Google announced a new add-on for Chrome titled End-to-End which is planned to keep user’s data and personal information secure from third party entities. This appears to be a direct push against the NSA. Google also called out other industry juggernauts such as Amazon and Comcast for being poor providers of email encryption.
This add on is specifically designed for users who perceived the new Gmail encryption measures on Chrome to be somewhat lacking. Google is stating that End-to-End will ensure any data leaving one’s browser will stay encrypted until the recipient opens it to decode it.
Google Security and Privacy product manager Stephan Somogyi said that the Chrome End-to-End system requires “a great deal of technical know-how and manual effort.” Typical internet users don’t have these particular skills, meaning they rely on these services to be secure. End-to-end encryption isn’t a foreign concept. It is something that has been utilized for a long time now.
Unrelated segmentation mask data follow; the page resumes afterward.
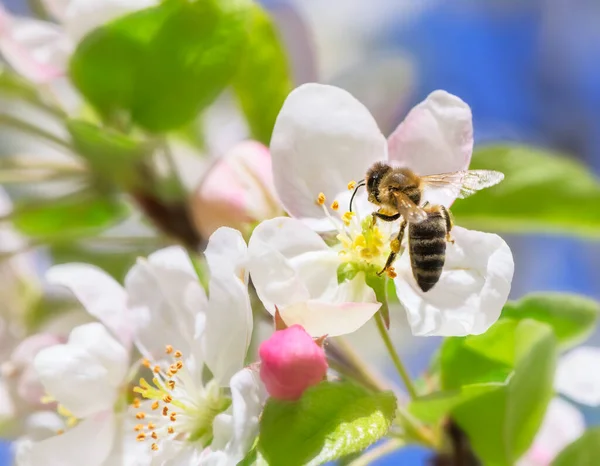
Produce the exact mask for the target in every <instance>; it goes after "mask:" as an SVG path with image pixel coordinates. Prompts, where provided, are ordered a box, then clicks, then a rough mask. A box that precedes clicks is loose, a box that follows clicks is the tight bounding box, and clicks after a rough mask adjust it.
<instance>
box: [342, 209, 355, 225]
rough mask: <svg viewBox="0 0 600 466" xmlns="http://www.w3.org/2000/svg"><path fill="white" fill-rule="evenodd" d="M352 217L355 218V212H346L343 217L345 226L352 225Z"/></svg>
mask: <svg viewBox="0 0 600 466" xmlns="http://www.w3.org/2000/svg"><path fill="white" fill-rule="evenodd" d="M352 217H354V212H346V213H345V214H344V215H342V221H343V222H344V225H346V226H348V225H350V222H351V221H352Z"/></svg>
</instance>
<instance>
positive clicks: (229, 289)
mask: <svg viewBox="0 0 600 466" xmlns="http://www.w3.org/2000/svg"><path fill="white" fill-rule="evenodd" d="M209 292H210V299H209V302H208V308H207V310H206V320H205V323H204V332H203V333H202V335H201V337H200V338H201V342H202V355H203V357H204V361H205V363H206V365H207V366H208V368H209V369H210V370H211V372H212V373H213V376H214V378H215V379H216V380H217V381H218V383H219V384H221V385H223V386H227V384H228V383H229V379H230V378H231V377H232V376H233V374H235V373H236V372H237V371H239V370H240V369H241V368H242V367H244V360H245V358H246V351H247V350H248V346H249V345H250V339H251V337H252V325H253V322H252V307H251V306H250V297H249V296H248V288H247V285H246V284H245V283H243V282H242V281H241V280H239V279H238V278H237V277H235V276H232V277H229V278H225V277H223V278H219V277H215V278H212V279H211V281H210V288H209ZM224 348H226V350H225V351H224V350H223V349H224Z"/></svg>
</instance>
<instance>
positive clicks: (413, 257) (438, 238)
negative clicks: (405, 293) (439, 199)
mask: <svg viewBox="0 0 600 466" xmlns="http://www.w3.org/2000/svg"><path fill="white" fill-rule="evenodd" d="M427 215H428V218H427V220H424V221H423V222H421V223H416V224H412V223H411V224H409V226H408V248H409V252H410V262H411V265H412V271H413V276H414V277H415V280H416V281H417V284H418V285H419V288H421V289H422V290H423V291H429V290H430V289H431V288H433V286H434V285H435V284H436V283H437V282H438V280H439V279H440V276H441V275H442V269H443V268H444V262H445V260H446V234H447V233H448V221H447V218H446V212H444V211H441V210H439V209H432V210H431V211H428V212H427Z"/></svg>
On Tuesday, Google released the source code for the Chrome add-on. The company is hoping technology buffs will be able to adequately test the program ahead of it’s official public release to ensure the code is solid. Monetary sums are being used as an incentive for said users to identify and exploit security bugs in the code to ensure the service will be as secure as possible.
The add-on will be publicly released on the Chrome Web Store once Google believes the code is strong enough. It is not a mandatory update, though it will be easily accessible for even the less experienced internet users.
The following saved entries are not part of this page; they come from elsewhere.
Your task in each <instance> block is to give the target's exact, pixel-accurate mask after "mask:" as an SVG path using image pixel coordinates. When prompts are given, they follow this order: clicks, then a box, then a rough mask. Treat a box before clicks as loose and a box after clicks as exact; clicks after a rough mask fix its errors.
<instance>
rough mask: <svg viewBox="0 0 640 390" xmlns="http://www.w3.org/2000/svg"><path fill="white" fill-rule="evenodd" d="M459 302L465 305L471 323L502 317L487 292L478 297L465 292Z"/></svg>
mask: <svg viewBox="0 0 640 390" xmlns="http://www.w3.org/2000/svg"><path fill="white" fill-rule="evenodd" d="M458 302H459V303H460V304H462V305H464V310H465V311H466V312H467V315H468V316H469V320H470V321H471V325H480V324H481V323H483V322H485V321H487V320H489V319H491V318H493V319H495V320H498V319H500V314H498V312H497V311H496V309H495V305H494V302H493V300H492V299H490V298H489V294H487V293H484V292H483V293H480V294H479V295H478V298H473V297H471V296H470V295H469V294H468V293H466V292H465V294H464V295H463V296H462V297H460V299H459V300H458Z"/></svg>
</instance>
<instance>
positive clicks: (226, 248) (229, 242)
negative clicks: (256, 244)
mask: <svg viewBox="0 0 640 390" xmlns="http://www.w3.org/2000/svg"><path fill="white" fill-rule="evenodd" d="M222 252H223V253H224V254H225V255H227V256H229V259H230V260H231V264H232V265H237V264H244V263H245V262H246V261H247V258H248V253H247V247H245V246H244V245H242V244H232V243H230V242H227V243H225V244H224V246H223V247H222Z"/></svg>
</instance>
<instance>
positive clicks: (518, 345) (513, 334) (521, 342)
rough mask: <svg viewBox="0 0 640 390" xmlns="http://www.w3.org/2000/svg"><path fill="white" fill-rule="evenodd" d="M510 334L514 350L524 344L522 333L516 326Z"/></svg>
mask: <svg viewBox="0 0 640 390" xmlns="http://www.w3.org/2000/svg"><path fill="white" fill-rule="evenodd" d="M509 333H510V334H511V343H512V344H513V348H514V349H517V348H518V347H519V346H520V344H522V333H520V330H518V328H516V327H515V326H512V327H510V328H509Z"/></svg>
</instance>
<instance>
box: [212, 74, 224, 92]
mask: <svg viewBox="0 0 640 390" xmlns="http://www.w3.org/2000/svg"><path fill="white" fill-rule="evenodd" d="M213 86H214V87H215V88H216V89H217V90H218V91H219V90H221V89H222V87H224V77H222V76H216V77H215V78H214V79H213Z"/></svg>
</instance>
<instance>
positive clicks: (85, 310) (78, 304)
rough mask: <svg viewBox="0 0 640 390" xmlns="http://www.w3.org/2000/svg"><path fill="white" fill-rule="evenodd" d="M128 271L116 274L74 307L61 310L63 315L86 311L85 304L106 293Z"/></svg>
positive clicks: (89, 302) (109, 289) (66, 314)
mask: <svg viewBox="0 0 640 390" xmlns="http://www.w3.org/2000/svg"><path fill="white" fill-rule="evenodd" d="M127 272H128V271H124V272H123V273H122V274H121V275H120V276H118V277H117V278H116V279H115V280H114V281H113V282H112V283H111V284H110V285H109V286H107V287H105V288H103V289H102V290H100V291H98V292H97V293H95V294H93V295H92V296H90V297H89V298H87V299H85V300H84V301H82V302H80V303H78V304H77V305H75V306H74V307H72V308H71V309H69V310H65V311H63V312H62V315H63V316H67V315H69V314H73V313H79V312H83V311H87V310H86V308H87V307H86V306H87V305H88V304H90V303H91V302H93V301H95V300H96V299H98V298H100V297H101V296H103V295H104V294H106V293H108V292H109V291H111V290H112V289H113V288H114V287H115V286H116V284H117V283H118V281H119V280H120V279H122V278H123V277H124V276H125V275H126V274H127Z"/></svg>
Somogyi wrote in a blog post “We recognize that this sort of encryption will probably only be used for very sensitive messages or by those who need added protection. But we hope that the End-to-End extension will make it quicker and easier for people to get that extra layer of security should they need it.”
Google made Gmail HTTPS-only in March as an attempt to increase security. Doing so meant the service would no longer allow HTTP connections which are typically more insecure. Google stated that many other email providers have not been as secure as Chrome or Gmail when it comes to encryption. Google specifically called out Groupon, Pinterest, Amazon, Comcast and Verizon to name a few.
Google officially commented, “When you send or receive emails with one of these providers, these messages are as open to snoopers as a postcard in the mail.” However, a number of companies are beginning to follow in Google’s footsteps. According to the Wall Street Journal, Comcast are beginning to more heavily encrypt emails. All of these developments in security ultimately benefit internet users.